The last two-three years and especially last year, has been one of the largest public listing years for us. Even today, a smallcap is more of a timing kind of a product when to get in, and get out. The number of listings in the mid and smallcaps have only started increasing. Listing now is no longer premature like it used to be earlier and for a fund manager, a need for a buy and hold from an investment perspective for the next 10 years augurs well instead of trying to look at it from an in-out strategy. What is your view?

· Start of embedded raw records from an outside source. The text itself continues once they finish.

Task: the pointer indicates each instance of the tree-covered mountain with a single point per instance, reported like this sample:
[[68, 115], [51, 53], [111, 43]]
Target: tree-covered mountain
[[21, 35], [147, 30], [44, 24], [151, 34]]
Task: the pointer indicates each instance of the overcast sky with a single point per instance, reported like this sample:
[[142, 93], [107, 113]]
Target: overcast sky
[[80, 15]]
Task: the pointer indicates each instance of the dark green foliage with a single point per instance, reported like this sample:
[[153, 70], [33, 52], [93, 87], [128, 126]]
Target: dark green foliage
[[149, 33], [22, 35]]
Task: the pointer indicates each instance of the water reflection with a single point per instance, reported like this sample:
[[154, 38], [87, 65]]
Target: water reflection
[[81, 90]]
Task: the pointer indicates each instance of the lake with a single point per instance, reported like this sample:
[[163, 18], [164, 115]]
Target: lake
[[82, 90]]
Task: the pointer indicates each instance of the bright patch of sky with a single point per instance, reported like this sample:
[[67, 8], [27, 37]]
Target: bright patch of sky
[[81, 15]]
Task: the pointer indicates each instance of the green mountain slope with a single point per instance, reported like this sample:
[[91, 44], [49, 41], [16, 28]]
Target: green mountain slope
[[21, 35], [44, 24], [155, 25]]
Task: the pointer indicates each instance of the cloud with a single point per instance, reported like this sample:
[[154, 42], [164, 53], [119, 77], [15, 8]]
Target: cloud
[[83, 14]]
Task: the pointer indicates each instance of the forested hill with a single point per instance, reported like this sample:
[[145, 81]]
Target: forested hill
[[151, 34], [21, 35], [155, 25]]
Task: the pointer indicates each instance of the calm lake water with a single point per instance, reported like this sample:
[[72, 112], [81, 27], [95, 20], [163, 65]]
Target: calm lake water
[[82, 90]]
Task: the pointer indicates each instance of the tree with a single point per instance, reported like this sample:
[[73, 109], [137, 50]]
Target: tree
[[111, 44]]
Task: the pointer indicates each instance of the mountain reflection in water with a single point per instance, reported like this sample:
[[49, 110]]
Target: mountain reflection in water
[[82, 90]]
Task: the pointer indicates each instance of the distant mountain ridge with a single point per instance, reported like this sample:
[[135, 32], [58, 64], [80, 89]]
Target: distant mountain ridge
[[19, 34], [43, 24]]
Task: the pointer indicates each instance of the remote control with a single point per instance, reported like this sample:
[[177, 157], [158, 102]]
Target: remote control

Nilesh Shah: That is a great point and yes, surely, timing does help. But when we talk about the most recent IPOs and by that I mean the IPOs which have come out over the last one year, two years, or maybe even over the last three to four years, in the post covid era. They offer a very interesting opportunity set around digitalisation. Prior to that, when we in India used to talk about technology, we would talk about technology services companies or at best a handful of technology product companies. But what we have seen over the last maybe three to four years is pretty much a flood of companies which have used technology to reach out to customers and offer them products and services and thereby basically significantly improve their go-to market strategy, achieving what probably earlier would have taken them a lot more time.Clearly, we are going to see a new set of opportunities and I believe that the opportunity for digitisation or digitalisation using technology to reach out to consumers, to reach out to businesses, according to me, is phenomenally huge and as an area to really kind of pick and invest into. So, the mid and the smallcap space will continue to keep getting more diverse and continue to keep getting more enriching, thanks to IPOs.

While some of these IPOs have come in at relatively mature valuations, even post the IPOs, a lot of these companies have continued to grow and we have seen this over the last four years – be it an online broking platform, an online insurance platform or an online payments platform or an online food delivery and a quick commerce platform, all of these businesses have essentially kind of grown quite significantly, number one.

Number two, post their IPO, a few of them did correct quite significantly. But if investors have done their homework well enough, those corrections have only created an opportunity to give a fresh entry or to even buy more into it and then be able to essentially ride it. I clearly believe that now the IPO valuations are not as cheap as what used to be many years ago, but they keep giving you opportunities even in the post IPO stage.